Historically strong job growth is coming in the months ahead, along with continued labor shortages and wage increases, according to The Conference Board Employment Trends Index. That could prompt changes in monetary policy from the Federal Reserve.
The index, which aggregates eight labor market-related indicators to show underlying trends in employment conditions, rose in May to 107.35 from a revised 104.31 in April and 102.65 in March, and is now up 39.4% from the year-ago period, The Conference Board said on Monday. All eight market-related indicators rose. April was revised down from 105.44 originally and March up from 102.44. The rate of increase in the past three months (8.7%) outpaced any other three-month period before the pandemic.
That is good news, especially after the jobs miss last week—the Bureau of Labor Statistics reported on Friday that the economy added a seasonally adjusted 559,000 nonfarm jobs, missing consensus estimates for 663,500, according to Moody’s Analytics. Economists offered up many reasons for the shortfall, including child care issues, generous unemployment benefits, and ongoing fear of COVID-19, but most of them believed pressure on the job market will relax in coming months as summer camps and schools reopen and unemployment benefits expire. In the meantime, though, expect labor shortages and, along with that, wage growth.

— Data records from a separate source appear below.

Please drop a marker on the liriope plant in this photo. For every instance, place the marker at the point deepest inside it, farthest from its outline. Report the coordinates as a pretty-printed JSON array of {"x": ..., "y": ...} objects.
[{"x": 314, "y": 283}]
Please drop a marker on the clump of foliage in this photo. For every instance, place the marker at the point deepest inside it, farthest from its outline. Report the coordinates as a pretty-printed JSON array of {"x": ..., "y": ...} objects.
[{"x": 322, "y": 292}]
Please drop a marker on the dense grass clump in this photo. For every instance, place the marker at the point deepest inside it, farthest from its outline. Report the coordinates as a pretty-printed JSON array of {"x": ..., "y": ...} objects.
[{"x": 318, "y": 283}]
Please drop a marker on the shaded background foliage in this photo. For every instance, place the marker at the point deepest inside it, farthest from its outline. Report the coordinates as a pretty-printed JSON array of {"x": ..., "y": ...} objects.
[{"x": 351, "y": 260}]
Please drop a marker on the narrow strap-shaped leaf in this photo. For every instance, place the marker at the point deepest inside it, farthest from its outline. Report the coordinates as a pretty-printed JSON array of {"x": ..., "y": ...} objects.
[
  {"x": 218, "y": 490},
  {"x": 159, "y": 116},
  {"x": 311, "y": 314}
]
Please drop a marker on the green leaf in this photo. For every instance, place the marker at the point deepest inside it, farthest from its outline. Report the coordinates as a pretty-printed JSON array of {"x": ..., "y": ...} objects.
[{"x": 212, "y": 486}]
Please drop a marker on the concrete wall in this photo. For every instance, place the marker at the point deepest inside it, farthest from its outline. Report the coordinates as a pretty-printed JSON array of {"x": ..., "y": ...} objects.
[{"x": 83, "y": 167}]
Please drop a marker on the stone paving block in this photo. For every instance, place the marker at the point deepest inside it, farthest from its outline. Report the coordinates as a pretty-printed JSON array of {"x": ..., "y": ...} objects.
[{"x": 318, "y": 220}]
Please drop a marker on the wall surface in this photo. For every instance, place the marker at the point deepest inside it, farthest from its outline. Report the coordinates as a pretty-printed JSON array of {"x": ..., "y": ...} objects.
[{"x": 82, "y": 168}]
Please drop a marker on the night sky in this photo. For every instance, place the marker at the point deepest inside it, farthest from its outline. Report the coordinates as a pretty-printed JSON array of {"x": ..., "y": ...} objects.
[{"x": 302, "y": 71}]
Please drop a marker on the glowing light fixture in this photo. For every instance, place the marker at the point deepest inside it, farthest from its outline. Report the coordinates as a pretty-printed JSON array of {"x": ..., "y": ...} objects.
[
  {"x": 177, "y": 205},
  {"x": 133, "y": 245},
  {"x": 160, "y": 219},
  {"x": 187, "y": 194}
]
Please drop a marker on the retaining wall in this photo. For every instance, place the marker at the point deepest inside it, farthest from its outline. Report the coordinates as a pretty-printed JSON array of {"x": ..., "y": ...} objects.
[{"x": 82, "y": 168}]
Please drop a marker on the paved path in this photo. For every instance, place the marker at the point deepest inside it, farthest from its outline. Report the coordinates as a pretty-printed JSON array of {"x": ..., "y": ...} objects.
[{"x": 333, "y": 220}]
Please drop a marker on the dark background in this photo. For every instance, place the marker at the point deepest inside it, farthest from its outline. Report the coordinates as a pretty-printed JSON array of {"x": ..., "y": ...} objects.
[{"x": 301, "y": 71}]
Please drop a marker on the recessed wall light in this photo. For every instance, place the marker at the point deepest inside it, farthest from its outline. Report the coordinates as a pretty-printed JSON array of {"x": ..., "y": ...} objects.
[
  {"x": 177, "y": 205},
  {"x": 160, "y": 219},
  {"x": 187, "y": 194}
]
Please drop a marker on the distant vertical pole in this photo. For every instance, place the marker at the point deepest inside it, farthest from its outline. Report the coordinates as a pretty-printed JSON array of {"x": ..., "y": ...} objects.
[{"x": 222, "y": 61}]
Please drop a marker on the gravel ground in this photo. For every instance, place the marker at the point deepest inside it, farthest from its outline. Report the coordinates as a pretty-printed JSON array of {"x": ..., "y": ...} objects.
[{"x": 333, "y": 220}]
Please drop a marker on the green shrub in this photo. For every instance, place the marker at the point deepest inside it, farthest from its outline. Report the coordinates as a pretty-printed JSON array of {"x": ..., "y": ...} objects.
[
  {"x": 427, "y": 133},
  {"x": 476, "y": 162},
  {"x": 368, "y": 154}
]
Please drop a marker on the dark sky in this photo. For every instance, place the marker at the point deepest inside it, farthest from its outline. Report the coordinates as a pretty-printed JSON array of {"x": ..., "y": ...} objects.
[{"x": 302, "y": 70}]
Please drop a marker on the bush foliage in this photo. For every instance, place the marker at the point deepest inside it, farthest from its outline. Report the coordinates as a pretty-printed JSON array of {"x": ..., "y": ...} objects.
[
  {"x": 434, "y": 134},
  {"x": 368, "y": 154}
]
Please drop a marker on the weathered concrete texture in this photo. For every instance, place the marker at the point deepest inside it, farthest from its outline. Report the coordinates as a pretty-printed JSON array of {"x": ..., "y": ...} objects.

“Past index data had signaled growing labor shortages, but the most recent data strongly reinforces this trend,” said Gad Levanon, head of The Conference Board Labor Markets Institute, in a release. “Job shortages are likely to be more acute in those states that opened first, less in those that still have restrictions. The labor shortages are causing wage growth to surge. Average hourly earnings in the past two months rose by 7.4 percent (annual rate), which is two to three times the typical growth rate in recent decades.”
Even though Levanon predicted labor shortages would ease towards the end of the year, he noted that “if the current rate of wage growth continues for several more months,” it could put a wrench in the Fed’s forecast that inflation will be subdued enough to keep monetary policy unchanged.
At the end of April, Fed Chairman Jerome Powell said in a press conference after the Federal Open Market Committee (FOMC) meeting that it was not yet time to talk about tapering bond purchases, which usually comes before an interest rate hike. He said there was more work to be done toward achieving the Fed’s “broad-based and inclusive” maximum employment goal and that he expected price increases to be “transitory.”
The FOMC meets again on June 15 and 16 and will issue its quarterly summary of economic projections. Market watchers will be looking for any signs the Fed is closer to its goals and prepared to change its stance on monetary policy anytime soon.